(Continued from page 1)
"I think the agreement in the community is in cases like this [in which] we see these mass compromises, someone should be helping people fix these because not all enterprises can do it themselves — [and] by not doing it, they're endangering others," he says. "I think the main disagreement is whether the original compromise constitutes enough of a crime to warrant the FBI entering."
Brumley's concern is how this precedent could be used to pursue crime in the future. If someone compromises a personal computer and left behind a backdoor, could the FBI access the machine under the same conditions it used here? What if officials access a server because they believe there is illegal activity, but it turns out to be a more pedestrian crime?
"Is it going to turn into a slippery slope where we think the server is compromised so we can enter because that's evidence of a crime?" he says.
This case points to a need to centralize the computer security effort from the defense mission, Brumley says. Removing Web shells helps the Internet become more secure, but having the FBI do the task "is really breaking shaky ground, and we should rethink our approach to this."
Considering both sides of the matter, it's also interesting to note the FBI's decision to remove Web shells but not patch affected systems or remediate post-exploitation activity, says Nickels. Some security pros believe if the FBI is already on a system, why not deploy a patch? For law enforcement in this case, though, going beyond the Web shells is tricky.
"I think the challenge is that post-exploitation activity can look so different," she says. One of the reasons why the Web shells were detectable is they followed a pattern: It was the same file name and same folder path, so it was easier to say with confidence that they were malicious. However, trying to learn what happened after a Web shell drops is harder.
"Those are unique investigations that will differ per victim, per endpoint, and per environment, and so I think that's where … thinking of the levels of risk for the FBI trying to do that investigation, at scale, I don't think would be sustainable."
Public Private Collaboration: The Need for a Plan
A public-private partnership can help improve communication and information sharing after incidents such as the Exchange Server attacks. The problem is, there is often a gap between private sector defense and government offense, and not consistently much coordination between the two, Henry says. Over the years, there have been improvements in coordination and some successes; however, there remains a lot of work to be done.
"There have been successes, and I don't want to minimize the successes, but the reality is there have been so many more successes by the adversaries," he says. "And the successful deterrence, the successful attribution, the successful arrest, pale in comparison to what the adversaries have been able to do, and that is a function of public-private partnerships don't scale." There are one-off successes, but overall defenders are catching up and not in front.

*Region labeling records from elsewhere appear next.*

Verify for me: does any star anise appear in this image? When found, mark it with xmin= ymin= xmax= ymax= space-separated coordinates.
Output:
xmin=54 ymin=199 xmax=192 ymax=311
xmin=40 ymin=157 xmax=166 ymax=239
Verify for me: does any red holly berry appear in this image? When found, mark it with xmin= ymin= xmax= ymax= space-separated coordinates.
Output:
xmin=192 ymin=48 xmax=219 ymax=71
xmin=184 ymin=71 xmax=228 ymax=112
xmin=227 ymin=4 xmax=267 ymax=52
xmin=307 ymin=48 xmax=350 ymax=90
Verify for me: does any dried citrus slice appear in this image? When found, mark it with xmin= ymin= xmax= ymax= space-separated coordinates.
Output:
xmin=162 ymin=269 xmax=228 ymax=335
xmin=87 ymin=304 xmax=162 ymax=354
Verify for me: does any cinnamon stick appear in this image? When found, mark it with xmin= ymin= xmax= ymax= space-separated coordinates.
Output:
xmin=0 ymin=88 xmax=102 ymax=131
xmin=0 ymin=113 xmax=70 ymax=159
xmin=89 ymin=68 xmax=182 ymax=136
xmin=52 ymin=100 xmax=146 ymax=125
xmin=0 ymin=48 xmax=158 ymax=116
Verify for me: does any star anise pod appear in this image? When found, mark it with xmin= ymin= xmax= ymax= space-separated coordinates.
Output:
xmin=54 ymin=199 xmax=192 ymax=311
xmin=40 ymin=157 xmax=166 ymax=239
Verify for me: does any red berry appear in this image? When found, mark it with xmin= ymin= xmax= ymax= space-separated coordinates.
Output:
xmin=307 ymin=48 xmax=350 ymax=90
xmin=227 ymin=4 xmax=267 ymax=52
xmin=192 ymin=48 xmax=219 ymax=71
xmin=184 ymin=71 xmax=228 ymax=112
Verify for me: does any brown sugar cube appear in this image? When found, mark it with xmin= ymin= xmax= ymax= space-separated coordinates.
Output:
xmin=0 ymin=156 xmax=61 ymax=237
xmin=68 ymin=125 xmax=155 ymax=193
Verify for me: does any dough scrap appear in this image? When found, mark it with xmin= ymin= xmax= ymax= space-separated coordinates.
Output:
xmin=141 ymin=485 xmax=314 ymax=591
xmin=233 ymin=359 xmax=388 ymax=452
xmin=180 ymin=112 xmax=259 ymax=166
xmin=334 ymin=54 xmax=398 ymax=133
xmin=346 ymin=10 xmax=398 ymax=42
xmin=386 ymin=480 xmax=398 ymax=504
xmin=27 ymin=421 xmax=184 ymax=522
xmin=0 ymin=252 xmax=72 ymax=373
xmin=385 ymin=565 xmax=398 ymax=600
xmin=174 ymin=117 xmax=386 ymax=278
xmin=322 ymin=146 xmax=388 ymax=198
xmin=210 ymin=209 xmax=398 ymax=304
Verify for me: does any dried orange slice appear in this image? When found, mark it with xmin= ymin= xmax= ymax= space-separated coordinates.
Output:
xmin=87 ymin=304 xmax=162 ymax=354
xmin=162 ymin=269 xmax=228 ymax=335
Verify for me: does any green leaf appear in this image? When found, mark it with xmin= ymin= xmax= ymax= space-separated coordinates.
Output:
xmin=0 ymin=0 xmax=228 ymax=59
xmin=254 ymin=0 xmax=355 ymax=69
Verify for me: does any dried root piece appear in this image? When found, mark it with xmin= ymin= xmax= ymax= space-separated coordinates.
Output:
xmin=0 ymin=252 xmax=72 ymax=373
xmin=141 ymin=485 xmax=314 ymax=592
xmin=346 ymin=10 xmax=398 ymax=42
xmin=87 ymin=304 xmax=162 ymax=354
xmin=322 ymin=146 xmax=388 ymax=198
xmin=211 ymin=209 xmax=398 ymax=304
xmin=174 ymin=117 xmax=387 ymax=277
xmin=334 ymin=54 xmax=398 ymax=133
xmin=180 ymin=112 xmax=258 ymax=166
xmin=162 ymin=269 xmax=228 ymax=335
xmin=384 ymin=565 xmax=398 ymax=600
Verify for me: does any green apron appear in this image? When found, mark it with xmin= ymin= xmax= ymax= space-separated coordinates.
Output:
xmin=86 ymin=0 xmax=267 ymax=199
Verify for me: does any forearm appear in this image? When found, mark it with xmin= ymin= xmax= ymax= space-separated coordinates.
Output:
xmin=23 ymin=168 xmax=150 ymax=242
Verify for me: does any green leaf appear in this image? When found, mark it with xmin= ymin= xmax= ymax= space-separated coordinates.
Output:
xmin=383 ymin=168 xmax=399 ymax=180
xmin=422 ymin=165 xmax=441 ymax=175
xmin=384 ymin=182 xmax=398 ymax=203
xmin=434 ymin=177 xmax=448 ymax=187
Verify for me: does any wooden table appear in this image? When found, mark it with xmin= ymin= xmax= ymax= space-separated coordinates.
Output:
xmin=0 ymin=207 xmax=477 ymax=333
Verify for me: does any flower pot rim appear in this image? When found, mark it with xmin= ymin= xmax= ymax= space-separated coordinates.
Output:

The solution, Henry believes, is building an infrastructure that allows for sharing of threat intel.
When companies are breached, they collect artifacts and indicators that may lead to identifying the adversary behind an attack. If the public sector isn't allowed in, or those indicators are not shared, then they don't have access to intelligence that could help deter cybercriminals in the future.
How to bridge the gap? Public-private partnerships are often a topic of conversation among government executives, but nobody ever lays out a clear path to collaboration, he says, laying out three specific things the government should communicate to make this partnership work.
"What is it you want from the private sector? Tell the private sector specifically," Henry says. If it wants malicious IP addresses; pieces of malware; indicators of tactics, techniques, and procedures; or other intelligence, the public sector must be clear about what it's looking for. And that's only the first step.
Next, the government must determine what it will do with that information when it gets that. How will the information be stored, handled, and secured? Who is the point of contact for that intelligence? Which agency handles it? If it's shared, where does it go? When people say "public-private partnership, share with us," what does that mean in terms of handling shared information?
And finally, the public sector needs to explain how it will use the information and what the private sector can expect back. This must go beyond "give us all your data," Henry says. The government has to convey to organizations how they will analyze the data to inform strategies.
"I'm simplifying it, of course," says Henry of the foundation for a public-private partnership. "But we've had 20 years to address the problem and I still hear 'we need a public-private partnership.' And I agree."
At a time when foreign governments have remote access tools in the US power grid and are launching large-scale campaigns targeting US devices, the implications and risks of malicious activity are high. There must be accountability for, and review of, the government's actions and now is a good time for private citizens to question and start a discussion around it.
Henry will join other security practitioners and former public officials in an upcoming RSA Conference talk, "Total Security: Investigative Perspectives from Public to Private Sector," to discuss how their experiences in counterintelligence and counterterrorism have informed their security practices.